Genève

Le concours Michel Nançoz célèbre la parole «qui convainc, émeut et séduit»

02.09.2026 19h37 Rédaction

Hayat

Treize avocats stagiaires s’affronteront samedi au Palais de justice lors du concours d’éloquence Michel Nançoz, diffusé sur Léman Bleu dès 14h00. Présidente du jury, Me Yaël Hayat attend des candidats du courage, de la liberté et une parole capable de convaincre autant que d’émouvoir.

Dix minutes pour convaincre. Samedi, 13 avocats stagiaires monteront à la tribune du Palais de justice lors du concours Michel Nançoz. Une joute oratoire vieille de 43 ans, qui couronnera trois jeunes pousses du Barreau.

Pour Maître Yaël Hayat, qui préside le jury, le rendez-vous dépasse largement le cadre d’une compétition: «C’est toujours un moment assez rare de découvrir ces talents et de célébrer l’éloquence, la parole».

Une respiration qu’elle juge d’autant plus précieuse aujourd’hui. «On vit des temps moroses, des temps de censure. Et là, c’est un instant suspendu où tous les sujets peuvent être déclinés sur tous les tons.»

«Aucune cause n’est indéfendable»

Histoire, mythologie, philosophie ou sujets contemporains: les thèmes proposés aux candidats se veulent volontairement éclectiques. Le principe, lui, reste le même: permettre aux futurs avocats de défendre toutes les causes.

«Aucune cause n’est indéfendable et on tient à le dire et à le rappeler», souligne Me Yaël Hayat qui rappelle: «ces candidats-là seront les avocats de demain. Et lorsque l’on porte la robe, on doit pouvoir tout défendre.»

Les finalistes disposent évidemment d’une grande liberté de ton. «On aimerait leur permettre de s’affranchir de tout, sauf de la vulgarité», explique la présidente du jury. Ils peuvent ainsi «traiter avec légèreté des sujets graves et l’inverse également».

Convaincre, émouvoir et séduire

Face aux 13 candidats, un jury particulièrement relevé, avec notamment l’ancien garde des Sceaux Éric Dupond-Moretti, l’avocat Bertrand Périer, le bâtonnier de l’Ordre ainsi que plusieurs anciens bâtonniers.

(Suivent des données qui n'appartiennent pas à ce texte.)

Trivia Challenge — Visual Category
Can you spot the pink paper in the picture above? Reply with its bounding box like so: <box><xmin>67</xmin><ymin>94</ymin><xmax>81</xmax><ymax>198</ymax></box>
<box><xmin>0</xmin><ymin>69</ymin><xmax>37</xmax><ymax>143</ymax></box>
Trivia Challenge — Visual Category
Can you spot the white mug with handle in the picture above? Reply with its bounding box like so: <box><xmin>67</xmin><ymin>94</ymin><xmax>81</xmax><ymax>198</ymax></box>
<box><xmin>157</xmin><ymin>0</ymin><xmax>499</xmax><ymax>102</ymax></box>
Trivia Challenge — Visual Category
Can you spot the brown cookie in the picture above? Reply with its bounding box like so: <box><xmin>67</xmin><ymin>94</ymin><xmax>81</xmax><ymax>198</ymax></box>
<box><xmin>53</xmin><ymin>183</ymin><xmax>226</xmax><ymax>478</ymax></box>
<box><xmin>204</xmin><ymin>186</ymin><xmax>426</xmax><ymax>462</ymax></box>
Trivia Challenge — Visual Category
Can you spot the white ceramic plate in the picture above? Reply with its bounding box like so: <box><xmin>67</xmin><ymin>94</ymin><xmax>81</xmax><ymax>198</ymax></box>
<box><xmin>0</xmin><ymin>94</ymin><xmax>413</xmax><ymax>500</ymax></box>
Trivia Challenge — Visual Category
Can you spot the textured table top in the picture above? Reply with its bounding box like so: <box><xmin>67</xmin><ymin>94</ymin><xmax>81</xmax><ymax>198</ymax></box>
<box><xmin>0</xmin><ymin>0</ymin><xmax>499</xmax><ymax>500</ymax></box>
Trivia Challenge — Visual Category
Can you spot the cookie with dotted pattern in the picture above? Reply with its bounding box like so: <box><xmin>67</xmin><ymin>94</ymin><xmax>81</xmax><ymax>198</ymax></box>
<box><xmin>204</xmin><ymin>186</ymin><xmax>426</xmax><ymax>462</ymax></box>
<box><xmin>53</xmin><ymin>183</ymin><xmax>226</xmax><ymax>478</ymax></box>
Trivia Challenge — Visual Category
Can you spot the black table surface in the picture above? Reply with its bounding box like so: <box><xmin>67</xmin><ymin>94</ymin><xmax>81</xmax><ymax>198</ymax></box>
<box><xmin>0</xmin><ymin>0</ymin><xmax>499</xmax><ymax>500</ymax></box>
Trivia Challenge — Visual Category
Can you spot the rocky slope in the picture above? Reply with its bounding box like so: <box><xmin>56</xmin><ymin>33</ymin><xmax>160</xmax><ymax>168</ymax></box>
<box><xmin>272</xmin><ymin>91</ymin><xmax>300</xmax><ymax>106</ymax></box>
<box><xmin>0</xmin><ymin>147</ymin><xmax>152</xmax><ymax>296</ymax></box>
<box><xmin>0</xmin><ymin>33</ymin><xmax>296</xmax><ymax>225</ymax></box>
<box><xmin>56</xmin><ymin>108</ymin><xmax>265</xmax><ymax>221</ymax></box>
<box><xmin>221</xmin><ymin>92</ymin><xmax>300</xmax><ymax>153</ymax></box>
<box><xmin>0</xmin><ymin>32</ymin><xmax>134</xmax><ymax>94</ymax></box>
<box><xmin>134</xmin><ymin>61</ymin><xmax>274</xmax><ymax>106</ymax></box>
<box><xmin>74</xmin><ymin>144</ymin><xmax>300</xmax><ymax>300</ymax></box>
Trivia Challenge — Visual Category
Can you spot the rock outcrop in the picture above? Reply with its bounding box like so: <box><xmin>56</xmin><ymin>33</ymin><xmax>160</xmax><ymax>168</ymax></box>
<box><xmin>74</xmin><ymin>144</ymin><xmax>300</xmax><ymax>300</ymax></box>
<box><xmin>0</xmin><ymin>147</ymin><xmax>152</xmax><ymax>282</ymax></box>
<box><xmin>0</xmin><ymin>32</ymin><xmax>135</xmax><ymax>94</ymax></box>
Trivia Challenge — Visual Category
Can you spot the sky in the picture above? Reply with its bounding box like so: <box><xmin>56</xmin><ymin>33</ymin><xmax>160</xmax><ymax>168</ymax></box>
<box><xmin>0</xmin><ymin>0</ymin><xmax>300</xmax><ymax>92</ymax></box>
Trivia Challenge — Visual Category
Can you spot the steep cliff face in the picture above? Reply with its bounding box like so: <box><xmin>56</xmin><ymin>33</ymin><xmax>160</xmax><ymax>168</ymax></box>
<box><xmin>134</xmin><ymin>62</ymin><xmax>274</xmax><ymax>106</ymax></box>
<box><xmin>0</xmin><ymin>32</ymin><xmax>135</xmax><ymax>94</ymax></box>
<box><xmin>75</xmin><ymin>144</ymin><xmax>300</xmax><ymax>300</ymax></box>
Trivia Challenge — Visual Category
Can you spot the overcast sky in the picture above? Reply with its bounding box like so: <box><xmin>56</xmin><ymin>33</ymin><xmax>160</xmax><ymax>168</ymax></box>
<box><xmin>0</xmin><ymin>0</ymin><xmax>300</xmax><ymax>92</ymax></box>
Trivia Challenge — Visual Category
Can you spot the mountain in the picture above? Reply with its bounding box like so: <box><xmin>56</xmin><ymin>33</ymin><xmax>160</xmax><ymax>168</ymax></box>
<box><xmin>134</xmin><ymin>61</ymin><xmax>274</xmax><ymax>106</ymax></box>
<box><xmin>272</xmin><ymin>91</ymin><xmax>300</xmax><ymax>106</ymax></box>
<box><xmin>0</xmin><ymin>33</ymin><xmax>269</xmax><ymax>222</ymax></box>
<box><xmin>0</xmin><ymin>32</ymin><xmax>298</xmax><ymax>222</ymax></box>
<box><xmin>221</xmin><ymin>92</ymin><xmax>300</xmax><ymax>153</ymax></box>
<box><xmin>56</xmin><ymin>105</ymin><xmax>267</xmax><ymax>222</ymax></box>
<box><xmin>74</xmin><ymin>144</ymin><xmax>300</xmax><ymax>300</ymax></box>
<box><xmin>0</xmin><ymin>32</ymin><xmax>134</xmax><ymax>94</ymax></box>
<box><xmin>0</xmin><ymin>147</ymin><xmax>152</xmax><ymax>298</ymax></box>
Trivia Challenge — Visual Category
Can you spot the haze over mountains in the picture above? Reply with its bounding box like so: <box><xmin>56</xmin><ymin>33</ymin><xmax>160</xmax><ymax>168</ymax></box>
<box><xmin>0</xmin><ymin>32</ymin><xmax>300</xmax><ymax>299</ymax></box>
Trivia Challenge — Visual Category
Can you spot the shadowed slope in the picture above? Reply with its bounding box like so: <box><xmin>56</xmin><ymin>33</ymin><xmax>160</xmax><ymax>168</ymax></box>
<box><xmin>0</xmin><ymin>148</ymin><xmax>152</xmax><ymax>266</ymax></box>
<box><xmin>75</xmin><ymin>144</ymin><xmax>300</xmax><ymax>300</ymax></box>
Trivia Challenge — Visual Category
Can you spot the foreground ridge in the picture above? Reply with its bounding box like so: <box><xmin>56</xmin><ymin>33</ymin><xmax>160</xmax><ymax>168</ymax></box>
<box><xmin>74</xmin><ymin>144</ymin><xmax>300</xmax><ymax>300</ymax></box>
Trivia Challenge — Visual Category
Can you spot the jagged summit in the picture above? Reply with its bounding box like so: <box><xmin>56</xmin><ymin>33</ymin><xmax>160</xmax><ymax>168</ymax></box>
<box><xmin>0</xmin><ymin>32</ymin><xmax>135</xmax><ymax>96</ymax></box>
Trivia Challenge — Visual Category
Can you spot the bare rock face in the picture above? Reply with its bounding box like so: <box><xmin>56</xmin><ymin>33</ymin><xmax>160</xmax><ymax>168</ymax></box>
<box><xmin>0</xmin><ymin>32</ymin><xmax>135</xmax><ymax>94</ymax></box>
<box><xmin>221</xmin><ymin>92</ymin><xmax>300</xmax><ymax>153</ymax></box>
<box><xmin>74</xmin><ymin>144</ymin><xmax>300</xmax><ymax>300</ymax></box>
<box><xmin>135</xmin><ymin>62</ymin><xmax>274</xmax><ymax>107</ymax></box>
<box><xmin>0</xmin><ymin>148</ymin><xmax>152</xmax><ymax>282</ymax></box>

La forme comptera forcément, reconnaît la présidente du jury, mais elle ne suffira pas. «Il peut y avoir la parole pour la parole. Et puis il peut y avoir aussi la parole qui sert, avec une certaine consistance.» Comment départager les candidats dans ce concours ? Les fondamentaux de Cicéron donnent peut-être un indice: «Une parole qui convainc, une parole qui émeut, une parole qui séduit.»

Au bout du concours, trois participants seulement seront récompensés. Une distinction que Yaël Hayat souhaite toutefois relativiser: «C’est la récompense d’un instant, mais pas celle d’une vie.»

Le début de belles carrières

Le concours peut néanmoins laisser une trace durable. Plusieurs anciens lauréats du concours genevois ont ensuite occupé des fonctions importantes dans le monde judiciaire. L’actuel président du Tribunal fédéral, le procureur général ou encore le premier procureur Bertossa en sont quelques exemples.

Mais au-delà du palmarès, la présidente du jury se réjouit de la relève et insiste surtout sur l’audace nécessaire pour se présenter. «Le courage, c’est la vertu cardinale de l’avocat.» Me Yaël Hayat ajoute que «ce sont des ténors en herbe qui ont déjà, en tous les cas, ce sens-là du courage».

Le concours Michel Nançoz débutera samedi à 14h00 au Palais de justice. Les portes ouvriront au public dès 13h. L’intégralité de la joute oratoire sera également diffusée en direct sur Léman Bleu dès 14h00.